10) Quick extraction from logs (PowerShell)
Count Full GC events
$log="C:\path\to\gc.log"
(Select-String -Path $log -Pattern "Full GC|Pause Full").Count
List pauses ≥ 200ms (handles ms and s)
$log="C:\path\to\gc.log"
$thresholdMs = 200
Select-String -Path $log -Pattern "Pause" | ForEach-Object {
$line = $_.Line
$ms = $null
if ($line -match "([0-9]+(\.[0-9]+)?)ms") {
$ms = [double]$matches[1]
}
elseif ($line -match "([0-9]+(\.[0-9]+)?)s") {
$ms = [double]$matches[1] * 1000
}
if ($ms -ne $null -and $ms -ge $thresholdMs) {
[pscustomobject]@{
PauseMs = [math]::Round($ms, 3)
Line = $line
}
}
} | Sort-Object PauseMs -Descending
Top 20 longest pauses
$log="C:\path\to\gc.log"
Select-String -Path $log -Pattern "Pause" | ForEach-Object {
$line = $_.Line
$ms = $null
if ($line -match "([0-9]+(\.[0-9]+)?)ms") { $ms = [double]$matches[1] }
elseif ($line -match "([0-9]+(\.[0-9]+)?)s") { $ms = [double]$matches[1] * 1000 }
if ($ms -ne $null) { [pscustomobject]@{ PauseMs = [math]::Round($ms,3); Line = $line } }
} | Sort-Object PauseMs -Descending | Select-Object -First 20
11) JVM tools that complement gc.log
GC logs tell you what happened. Tools help you understand why.
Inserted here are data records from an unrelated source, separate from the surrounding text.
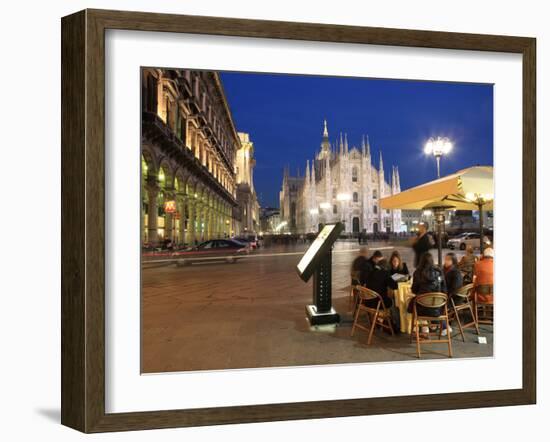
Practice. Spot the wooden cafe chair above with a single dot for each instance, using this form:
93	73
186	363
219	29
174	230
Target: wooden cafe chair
354	275
376	316
465	295
487	308
432	300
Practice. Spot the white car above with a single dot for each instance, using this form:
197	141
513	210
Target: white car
467	239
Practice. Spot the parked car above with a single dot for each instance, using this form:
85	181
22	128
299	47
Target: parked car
227	250
250	240
467	239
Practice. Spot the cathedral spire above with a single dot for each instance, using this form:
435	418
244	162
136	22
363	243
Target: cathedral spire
398	178
346	143
368	146
325	143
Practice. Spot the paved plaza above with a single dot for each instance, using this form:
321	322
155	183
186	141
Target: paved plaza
252	314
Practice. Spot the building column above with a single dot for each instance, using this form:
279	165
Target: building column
169	220
191	223
180	204
152	214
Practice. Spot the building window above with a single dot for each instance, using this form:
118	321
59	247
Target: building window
151	94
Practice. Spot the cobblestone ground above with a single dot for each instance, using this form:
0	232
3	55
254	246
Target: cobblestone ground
251	314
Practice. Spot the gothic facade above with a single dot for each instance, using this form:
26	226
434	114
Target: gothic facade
189	150
340	184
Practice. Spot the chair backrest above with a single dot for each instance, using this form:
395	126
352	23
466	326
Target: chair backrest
484	289
465	291
432	299
367	294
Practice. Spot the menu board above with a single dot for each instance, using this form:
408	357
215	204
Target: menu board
325	239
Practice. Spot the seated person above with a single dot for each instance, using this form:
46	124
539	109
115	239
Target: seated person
360	265
427	278
397	266
379	280
466	264
483	274
453	277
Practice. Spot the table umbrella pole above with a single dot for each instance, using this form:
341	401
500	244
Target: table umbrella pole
481	242
440	220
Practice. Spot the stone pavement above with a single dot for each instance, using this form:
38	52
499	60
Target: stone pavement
251	314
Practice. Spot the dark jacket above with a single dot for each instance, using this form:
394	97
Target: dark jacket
453	280
357	267
421	246
379	279
367	266
404	270
433	281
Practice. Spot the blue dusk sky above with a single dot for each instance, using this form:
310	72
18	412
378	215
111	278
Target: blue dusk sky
284	116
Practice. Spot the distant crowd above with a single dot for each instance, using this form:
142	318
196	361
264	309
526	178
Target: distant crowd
382	275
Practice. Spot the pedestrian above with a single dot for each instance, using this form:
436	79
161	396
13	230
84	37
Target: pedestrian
379	280
422	243
397	265
360	266
453	282
427	278
467	263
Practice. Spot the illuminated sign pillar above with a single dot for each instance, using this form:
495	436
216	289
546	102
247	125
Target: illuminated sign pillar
317	262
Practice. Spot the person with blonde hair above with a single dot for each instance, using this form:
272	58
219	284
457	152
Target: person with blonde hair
483	274
467	263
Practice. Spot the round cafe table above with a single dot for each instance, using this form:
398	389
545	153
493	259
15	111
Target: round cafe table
401	298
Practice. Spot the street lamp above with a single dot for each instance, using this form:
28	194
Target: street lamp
438	147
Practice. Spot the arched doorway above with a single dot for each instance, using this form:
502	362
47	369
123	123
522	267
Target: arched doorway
355	224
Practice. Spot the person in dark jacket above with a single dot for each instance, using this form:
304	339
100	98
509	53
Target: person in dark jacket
379	279
453	276
422	243
427	278
360	266
397	265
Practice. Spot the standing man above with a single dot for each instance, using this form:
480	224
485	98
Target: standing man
422	243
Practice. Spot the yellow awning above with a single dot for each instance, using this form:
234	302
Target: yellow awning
463	190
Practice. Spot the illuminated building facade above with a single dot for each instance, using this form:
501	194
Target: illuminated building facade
189	148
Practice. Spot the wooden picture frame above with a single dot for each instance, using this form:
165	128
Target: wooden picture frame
83	220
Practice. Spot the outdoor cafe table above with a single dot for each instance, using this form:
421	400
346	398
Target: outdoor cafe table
401	298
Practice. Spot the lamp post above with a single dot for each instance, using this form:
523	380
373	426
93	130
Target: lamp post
480	200
438	147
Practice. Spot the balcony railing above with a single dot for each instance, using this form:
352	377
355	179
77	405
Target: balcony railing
157	131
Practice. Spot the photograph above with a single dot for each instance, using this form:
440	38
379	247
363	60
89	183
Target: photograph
382	188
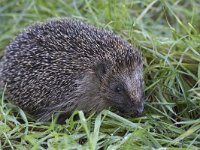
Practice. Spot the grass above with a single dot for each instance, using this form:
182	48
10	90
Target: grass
167	32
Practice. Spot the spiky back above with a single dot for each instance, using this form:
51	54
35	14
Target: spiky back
42	63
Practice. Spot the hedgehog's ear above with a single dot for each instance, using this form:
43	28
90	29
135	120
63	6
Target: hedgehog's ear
101	69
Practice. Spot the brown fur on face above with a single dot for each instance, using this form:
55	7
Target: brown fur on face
64	65
109	87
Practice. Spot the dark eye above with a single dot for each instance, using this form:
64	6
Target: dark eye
119	89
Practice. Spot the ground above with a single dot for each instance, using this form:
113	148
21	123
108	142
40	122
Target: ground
166	32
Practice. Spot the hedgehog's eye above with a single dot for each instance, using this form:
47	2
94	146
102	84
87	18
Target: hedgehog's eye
119	89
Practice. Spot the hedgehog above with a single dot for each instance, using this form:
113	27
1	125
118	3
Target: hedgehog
66	65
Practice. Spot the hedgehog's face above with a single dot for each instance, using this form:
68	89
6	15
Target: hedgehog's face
123	89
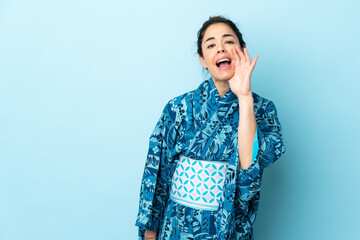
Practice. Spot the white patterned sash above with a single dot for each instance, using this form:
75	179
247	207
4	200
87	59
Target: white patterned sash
198	183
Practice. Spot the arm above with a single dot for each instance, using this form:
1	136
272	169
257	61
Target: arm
271	147
246	130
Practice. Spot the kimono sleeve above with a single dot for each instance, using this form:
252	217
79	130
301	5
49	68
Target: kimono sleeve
270	149
155	182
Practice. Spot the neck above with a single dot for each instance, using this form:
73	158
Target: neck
222	86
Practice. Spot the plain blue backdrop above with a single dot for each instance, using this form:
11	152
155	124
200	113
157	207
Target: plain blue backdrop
83	83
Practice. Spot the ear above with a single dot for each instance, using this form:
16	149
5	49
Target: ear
202	61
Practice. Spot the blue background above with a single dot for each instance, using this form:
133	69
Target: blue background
83	83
Built-in / standard JDK tools
jconsole(JMX live monitoring)jstat(GC statistics from CLI)jcmd(heap info, start/stop JFR, diagnostics)jstack(thread dumps, deadlocks)jmap(heap histograms/dumps — use carefully in production)
Best-in-class for production analysis
- Java Flight Recorder (JFR) (low overhead)
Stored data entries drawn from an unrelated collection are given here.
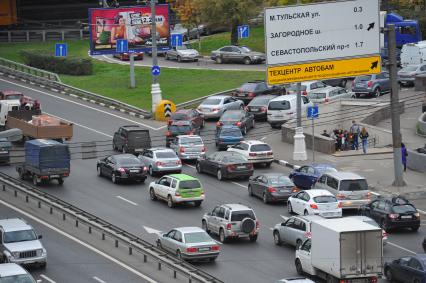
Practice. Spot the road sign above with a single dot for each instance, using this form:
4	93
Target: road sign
312	112
176	39
243	31
323	70
61	49
316	32
122	46
155	70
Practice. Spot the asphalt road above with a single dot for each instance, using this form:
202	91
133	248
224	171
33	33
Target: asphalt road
129	206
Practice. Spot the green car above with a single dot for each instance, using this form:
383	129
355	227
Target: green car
177	188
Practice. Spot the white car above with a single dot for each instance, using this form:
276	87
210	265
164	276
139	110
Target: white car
254	151
315	202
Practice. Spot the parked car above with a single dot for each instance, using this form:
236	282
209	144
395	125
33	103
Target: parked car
237	54
215	106
350	188
161	160
131	139
122	167
247	91
188	147
20	244
306	176
330	94
227	136
406	269
259	105
392	213
182	53
294	230
177	189
240	118
315	202
232	221
271	187
189	243
254	151
225	164
407	75
371	85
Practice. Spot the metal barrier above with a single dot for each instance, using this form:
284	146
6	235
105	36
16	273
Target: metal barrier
106	229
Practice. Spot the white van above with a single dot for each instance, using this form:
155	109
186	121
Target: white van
283	109
413	53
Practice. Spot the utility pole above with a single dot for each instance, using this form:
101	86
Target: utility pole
396	134
155	86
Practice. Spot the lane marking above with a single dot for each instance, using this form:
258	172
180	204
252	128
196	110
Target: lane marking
86	106
129	201
134	271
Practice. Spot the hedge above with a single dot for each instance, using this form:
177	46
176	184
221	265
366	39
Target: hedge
61	65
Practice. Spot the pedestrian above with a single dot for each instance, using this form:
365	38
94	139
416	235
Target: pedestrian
354	130
404	156
364	139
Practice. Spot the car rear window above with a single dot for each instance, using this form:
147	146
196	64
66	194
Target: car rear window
189	184
240	215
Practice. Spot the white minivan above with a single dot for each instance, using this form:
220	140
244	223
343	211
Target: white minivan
283	109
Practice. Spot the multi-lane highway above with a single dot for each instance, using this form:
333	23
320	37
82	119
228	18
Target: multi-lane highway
129	206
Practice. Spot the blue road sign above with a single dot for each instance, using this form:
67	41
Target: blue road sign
155	70
243	31
176	39
122	46
313	112
61	50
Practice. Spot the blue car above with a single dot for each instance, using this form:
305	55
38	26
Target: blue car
228	135
407	269
306	176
- Java Mission Control (JMC) (analysis UI for JFR)
12) Final recommendations
Always enable GC logging in production (with rotation).
Establish a routine: periodically scan for:
- Full GC,
- pauses above your SLO,
- old/humongous growth.
Fix code/design causes first (allocation churn, pipeline bloat, missing streaming, cache lifecycle).
Tune G1GC only with a clear hypothesis and measurable objective.
Use JFR/JMC when you need to go beyond logs.
When GC is healthy, it becomes boring—predictable pause times, stable heap behaviour, and no unpleasant surprises. For production systems, boring GC is exactly the goal.